Graph ordering with smallest max vertex "discrepancy"

Consider an undirected graph $$G=(V,E)$$ and a bijective function $$f:V \rightarrow [|V|]$$ which orders the vertices by mapping them onto the first $$|V|$$ natural numbers.

Define the cost of an ordering of a graph to be:

$$\text{cost}(G,f) = \max_{(u,v) \in E} f(u)-f(v)$$

(I refer to $$f(u) - f(v)$$ in the title as "discrepancy" to avoid confusion with terms such as length or distance)

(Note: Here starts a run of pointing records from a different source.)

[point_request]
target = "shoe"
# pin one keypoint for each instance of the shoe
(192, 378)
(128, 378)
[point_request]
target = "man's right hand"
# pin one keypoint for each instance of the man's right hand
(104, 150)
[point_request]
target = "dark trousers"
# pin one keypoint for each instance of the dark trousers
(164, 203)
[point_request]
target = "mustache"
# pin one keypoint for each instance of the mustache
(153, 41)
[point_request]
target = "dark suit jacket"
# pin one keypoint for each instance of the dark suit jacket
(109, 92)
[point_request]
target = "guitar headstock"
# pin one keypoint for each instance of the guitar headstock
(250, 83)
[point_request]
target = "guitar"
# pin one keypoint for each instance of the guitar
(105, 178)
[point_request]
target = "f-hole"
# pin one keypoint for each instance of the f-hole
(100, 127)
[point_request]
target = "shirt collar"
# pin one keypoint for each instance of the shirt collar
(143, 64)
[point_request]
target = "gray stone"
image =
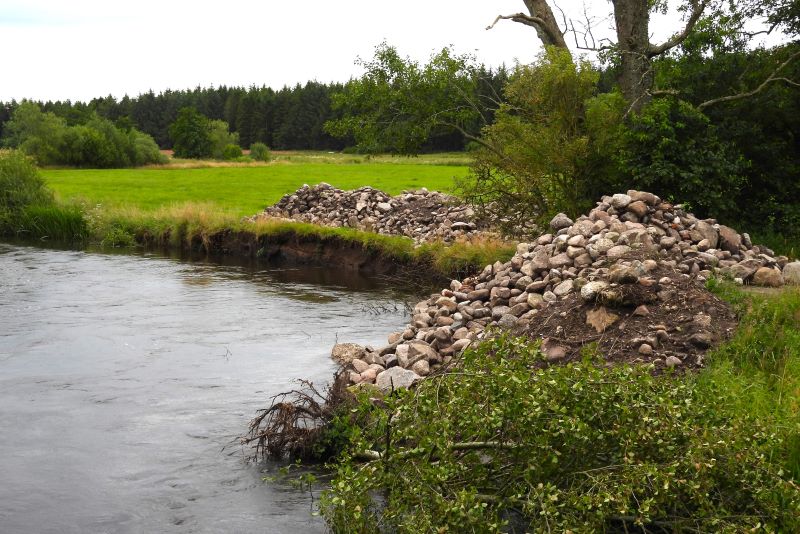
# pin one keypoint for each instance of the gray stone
(729, 239)
(419, 350)
(702, 340)
(422, 368)
(622, 274)
(560, 260)
(359, 365)
(638, 208)
(703, 230)
(620, 201)
(768, 277)
(673, 361)
(396, 377)
(590, 290)
(507, 321)
(618, 251)
(563, 289)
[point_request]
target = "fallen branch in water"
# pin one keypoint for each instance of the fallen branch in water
(369, 455)
(294, 421)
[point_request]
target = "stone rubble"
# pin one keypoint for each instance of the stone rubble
(620, 244)
(421, 215)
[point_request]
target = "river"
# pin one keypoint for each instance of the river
(125, 378)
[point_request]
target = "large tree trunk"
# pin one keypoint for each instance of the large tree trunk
(632, 19)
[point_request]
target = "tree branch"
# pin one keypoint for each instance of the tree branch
(522, 18)
(747, 94)
(463, 446)
(697, 10)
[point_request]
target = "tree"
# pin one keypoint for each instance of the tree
(633, 52)
(398, 103)
(191, 135)
(221, 138)
(537, 158)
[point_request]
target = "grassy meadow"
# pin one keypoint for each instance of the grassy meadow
(248, 188)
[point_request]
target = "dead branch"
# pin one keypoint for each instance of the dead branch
(294, 421)
(369, 455)
(747, 94)
(541, 18)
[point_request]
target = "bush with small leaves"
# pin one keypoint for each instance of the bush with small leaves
(260, 152)
(21, 186)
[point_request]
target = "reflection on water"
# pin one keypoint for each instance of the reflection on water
(123, 377)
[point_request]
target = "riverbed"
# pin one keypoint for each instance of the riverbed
(125, 380)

Intuitively, if we were to construct $$G$$ by adding on one vertex at a time and adding the appropriate edges to the already-existing vertices, the cost is how far back in our list of vertices we'd have to go and add edges to.

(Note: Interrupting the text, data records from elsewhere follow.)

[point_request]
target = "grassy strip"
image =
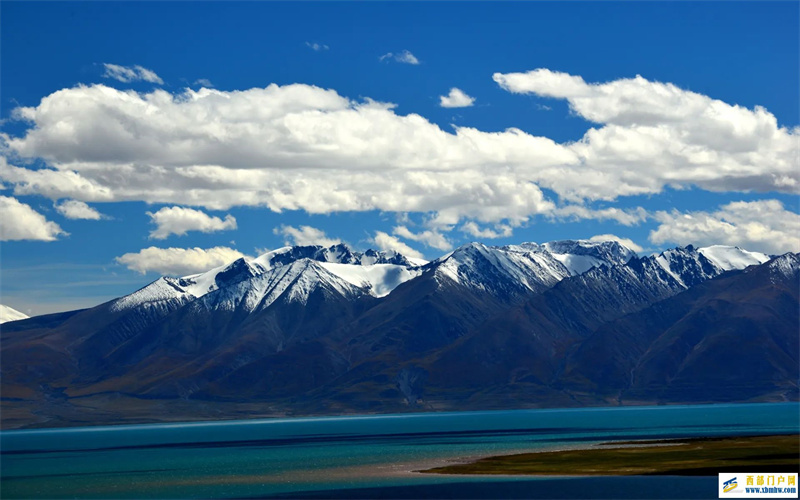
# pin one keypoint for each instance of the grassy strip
(689, 457)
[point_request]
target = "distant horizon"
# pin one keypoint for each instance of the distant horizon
(139, 136)
(422, 262)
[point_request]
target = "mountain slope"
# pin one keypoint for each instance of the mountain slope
(10, 314)
(313, 330)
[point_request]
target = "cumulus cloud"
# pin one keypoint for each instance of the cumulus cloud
(19, 221)
(73, 209)
(178, 261)
(304, 235)
(624, 216)
(499, 231)
(405, 57)
(179, 220)
(657, 134)
(129, 74)
(613, 237)
(428, 237)
(456, 99)
(385, 241)
(301, 147)
(316, 47)
(763, 226)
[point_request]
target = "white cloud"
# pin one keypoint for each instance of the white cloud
(500, 230)
(73, 209)
(295, 147)
(428, 237)
(178, 261)
(316, 47)
(386, 241)
(304, 235)
(402, 57)
(179, 220)
(657, 134)
(19, 221)
(456, 99)
(763, 226)
(300, 147)
(129, 74)
(624, 241)
(624, 216)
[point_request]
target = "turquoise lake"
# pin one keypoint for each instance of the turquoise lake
(360, 456)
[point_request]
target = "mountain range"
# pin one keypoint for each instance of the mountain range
(311, 330)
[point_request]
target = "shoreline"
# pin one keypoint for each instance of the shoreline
(683, 457)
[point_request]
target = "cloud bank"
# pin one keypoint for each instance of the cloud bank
(457, 98)
(178, 261)
(304, 236)
(763, 226)
(73, 209)
(179, 221)
(301, 147)
(127, 74)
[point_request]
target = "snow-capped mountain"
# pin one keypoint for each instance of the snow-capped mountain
(327, 329)
(10, 314)
(377, 272)
(729, 258)
(578, 256)
(527, 267)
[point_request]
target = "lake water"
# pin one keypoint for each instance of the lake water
(360, 456)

Question: How difficult is the problem of minimizing this cost? Is there an efficient algorithm for finding an optimal ordering? Also is there a name for this cost that i'm not aware of?

Ideas:

A BFS ordering can do arbitrarily bad on this problem: Consider a complete binary tree -- the optimal cost is $$O(\log N)$$ but a BFS ordering can cost up to $$O(N)$$.

A DFS ordering can do arbitrarily bad on this problem: Consider a path graph modified such that each vertex is connected to an additional leaf vertex -- the optimal cost is $$2$$ but a DFS ordering can cost up to $$O(N)$$.

BANDWIDTH is known to be NP-complete. Unger showed that it is NP-hard to approximate to within any constant factor. Feige gave an $$\tilde{O}(\log^3 n)$$-approximation algorithm which uses metric embeddings.
Among the many variants of BANDWIDTH, let me mention the MINIMAL LINEAR ARRANGEMENT problem (known by various other names), in which the goal is to minimize $$\displaystyle\sum_{(u,v) \in E} |f(u)-f(v)|$$ rather than $$\displaystyle\max_{(u,v) \in E} |f(u)-f(v)|$$.